Though he didn’t go into foreign or domestic policy specifics, Obama did speak about America’s role in the world.
“We want to pass on a country that is safe and respected and admired around the world,” he said.
“A nation that is defended by the strongest military on earth and the best troops this world has ever known.”
“The nation, as you know, is at a critical point,” Romney told the dispirited supporters who packed a ballroom in Boston, where the former Massachusetts governor established his campaign headquarters.
“At a time like this, we can’t have partisan bickering and political posturing,” he said in a short concession speech delivered in the early hours of Wednesday morning. “Our leaders have to reach across the aisle.”
There will be some shake-up within the Obama administration itself, however, as first-term officials traditionally make way for new figures to enter high-ranking positions.

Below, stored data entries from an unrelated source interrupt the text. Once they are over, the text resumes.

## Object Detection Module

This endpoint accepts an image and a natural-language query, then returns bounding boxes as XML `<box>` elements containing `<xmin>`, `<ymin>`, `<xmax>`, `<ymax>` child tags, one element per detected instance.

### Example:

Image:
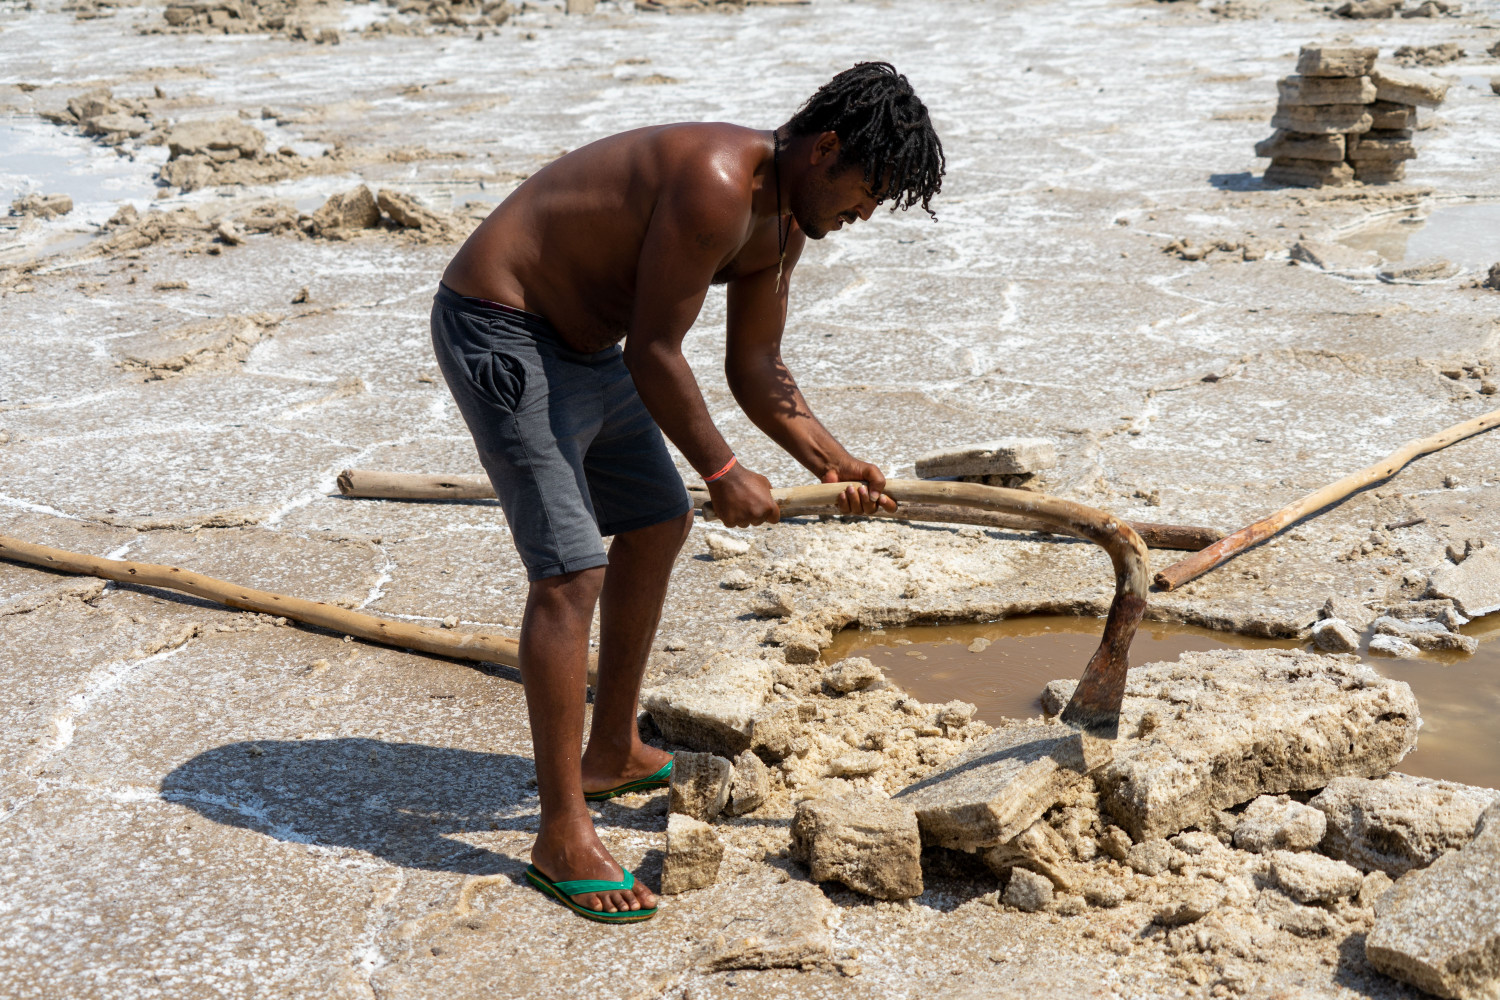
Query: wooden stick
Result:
<box><xmin>1154</xmin><ymin>406</ymin><xmax>1500</xmax><ymax>592</ymax></box>
<box><xmin>0</xmin><ymin>533</ymin><xmax>522</xmax><ymax>668</ymax></box>
<box><xmin>337</xmin><ymin>469</ymin><xmax>1222</xmax><ymax>551</ymax></box>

US Secretary of State Hillary Rodham Clinton long ago announced her departure from government, and rumors have long swirled that US Ambassador to the UN Susan Rice or Senate Foreign Relations Chairman John Kerry would take her place. Rice, however, has been damaged by her role in the Libya flap, as she made public statements playing down terrorist ties to the killing of four Americans in Benghazi on September 11. She has also been mentioned as a possible national security adviser.
Defense Secretary Leon Panetta has been less clear of his second-term plans, but he is likely to step down, paving the way for former undersecretary of defense policy Michele Flournoy, who would be the first woman to hold the position, or possibly Deputy Secretary of Defense Ashton Carter, to take over.
Treasury Secretary Timothy Geithner is also expected to leave, and a top name in the hopper has been that of Jack Lew, the first Orthodox Jew to serve as White House chief of staff and former director of the Office of Management and Budget under both Obama and former president Bill Clinton.